Based on recent reports in the international media, it appears that “Syria has forbidden the country's students and teachers from wearing the niqab”.
The Syrian government, grounded in secularism, seems intent on keeping what it sees as “extremism” in check. Perhaps not so ironically, we have not heard much of an outcry against Syria from religious zealots and various misguided liberals, as we did when this issue in the French context first became widely publicised.
I am curious if the religious zealots and even pseudo-liberals will also jump on the case of the Syrian government and accuse it of being anti-Islamic.
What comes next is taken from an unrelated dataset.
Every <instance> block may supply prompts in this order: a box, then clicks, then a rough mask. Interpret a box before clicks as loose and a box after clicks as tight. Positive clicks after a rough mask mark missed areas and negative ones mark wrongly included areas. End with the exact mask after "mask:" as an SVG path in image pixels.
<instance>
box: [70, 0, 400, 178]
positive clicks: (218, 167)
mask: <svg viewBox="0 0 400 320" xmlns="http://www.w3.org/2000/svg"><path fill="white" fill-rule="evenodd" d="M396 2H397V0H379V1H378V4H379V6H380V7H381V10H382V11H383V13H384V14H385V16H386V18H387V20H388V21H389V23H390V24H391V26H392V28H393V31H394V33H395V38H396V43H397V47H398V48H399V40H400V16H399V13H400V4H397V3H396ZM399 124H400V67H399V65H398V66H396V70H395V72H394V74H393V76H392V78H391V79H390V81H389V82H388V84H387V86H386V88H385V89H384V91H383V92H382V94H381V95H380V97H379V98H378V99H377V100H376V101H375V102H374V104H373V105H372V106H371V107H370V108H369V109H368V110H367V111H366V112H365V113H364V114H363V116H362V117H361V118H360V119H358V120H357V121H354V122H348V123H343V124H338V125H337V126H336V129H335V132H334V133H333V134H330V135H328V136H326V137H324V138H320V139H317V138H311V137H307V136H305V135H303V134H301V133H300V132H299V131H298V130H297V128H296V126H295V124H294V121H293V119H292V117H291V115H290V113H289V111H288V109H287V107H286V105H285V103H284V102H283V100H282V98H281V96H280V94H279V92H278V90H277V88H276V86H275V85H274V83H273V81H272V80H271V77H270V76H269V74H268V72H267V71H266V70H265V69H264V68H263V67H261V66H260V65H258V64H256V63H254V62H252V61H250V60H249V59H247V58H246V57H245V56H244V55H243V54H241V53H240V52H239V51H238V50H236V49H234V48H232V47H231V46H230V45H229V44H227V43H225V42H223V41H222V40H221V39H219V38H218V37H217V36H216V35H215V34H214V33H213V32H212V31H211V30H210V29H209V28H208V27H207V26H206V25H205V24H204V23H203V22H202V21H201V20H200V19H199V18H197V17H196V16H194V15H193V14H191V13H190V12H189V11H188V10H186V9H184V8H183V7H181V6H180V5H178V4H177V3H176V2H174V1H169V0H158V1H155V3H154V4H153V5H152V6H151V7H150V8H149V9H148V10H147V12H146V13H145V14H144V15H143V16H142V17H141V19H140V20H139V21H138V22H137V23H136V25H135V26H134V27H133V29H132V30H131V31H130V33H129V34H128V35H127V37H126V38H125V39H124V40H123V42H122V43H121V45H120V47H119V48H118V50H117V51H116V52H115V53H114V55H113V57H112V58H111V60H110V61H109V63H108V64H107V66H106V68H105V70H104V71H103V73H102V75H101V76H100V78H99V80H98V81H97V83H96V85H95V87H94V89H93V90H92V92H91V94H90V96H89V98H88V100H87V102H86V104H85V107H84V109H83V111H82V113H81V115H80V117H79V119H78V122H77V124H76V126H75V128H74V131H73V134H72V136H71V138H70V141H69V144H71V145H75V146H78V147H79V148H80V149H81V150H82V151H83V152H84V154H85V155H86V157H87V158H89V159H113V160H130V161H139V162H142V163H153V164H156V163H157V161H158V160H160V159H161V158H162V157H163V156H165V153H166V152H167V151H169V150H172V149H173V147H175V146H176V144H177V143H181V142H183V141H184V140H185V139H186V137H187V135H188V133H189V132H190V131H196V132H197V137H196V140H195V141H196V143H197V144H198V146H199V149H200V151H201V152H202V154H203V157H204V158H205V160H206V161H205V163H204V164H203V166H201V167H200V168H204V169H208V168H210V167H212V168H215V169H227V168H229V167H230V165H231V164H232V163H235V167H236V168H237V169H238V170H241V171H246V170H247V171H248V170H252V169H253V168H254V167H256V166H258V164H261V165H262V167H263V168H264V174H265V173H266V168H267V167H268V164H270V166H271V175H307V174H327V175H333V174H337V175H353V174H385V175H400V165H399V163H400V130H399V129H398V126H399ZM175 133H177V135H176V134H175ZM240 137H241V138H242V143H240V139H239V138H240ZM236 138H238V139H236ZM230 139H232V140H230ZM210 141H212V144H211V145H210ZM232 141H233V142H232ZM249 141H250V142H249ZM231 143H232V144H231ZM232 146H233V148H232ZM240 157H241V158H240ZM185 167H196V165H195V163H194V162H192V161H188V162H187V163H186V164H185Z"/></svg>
Perhaps the pseudo-liberals and religious extremists do believe that Syria, whose population is well over 85 percent Muslim, has a government that is anti-Muslim?
If I were a betting person, however, I would bet that we won’t find a hue and cry in the Islamic world about Syria’s recent action to ban the niqab and burka as we did when the topic happen to make the headlines in the case of France.
It is understandable that religious zealots would invariably have an issue with secular principles. However, it is deeply disappointing indeed when so-called liberals jump on the same bandwagon with religious bigots to condemn secular governments such as France when it seeks to elevate and preserve secularism.
It seems that pseudo-liberals have a problem when a secular country such as France seeks to preserve its identity as a secular nation, but become tongue-tied when predominantly Muslim countries such as Syria or Turkey act in a similar vein to affirm their commitment to secularism.
Too many liberals are quick to latch on to simplistic claims about xenophobia, anti-Islamism, and such without appreciating the more subtle and nuanced elements of such means to preserve the distinction between religion and a secular system of governance.
We’ve seen all too well what tends to happen when a secular government begins to indulge - and then over-indulges – religion, and especially self-professed religious experts.
Despite all its flaws and shortcomings, hats off to the Syrian government – a member of the Organisation of Islamic Conference - for understanding the need to preserve religion in the private sphere.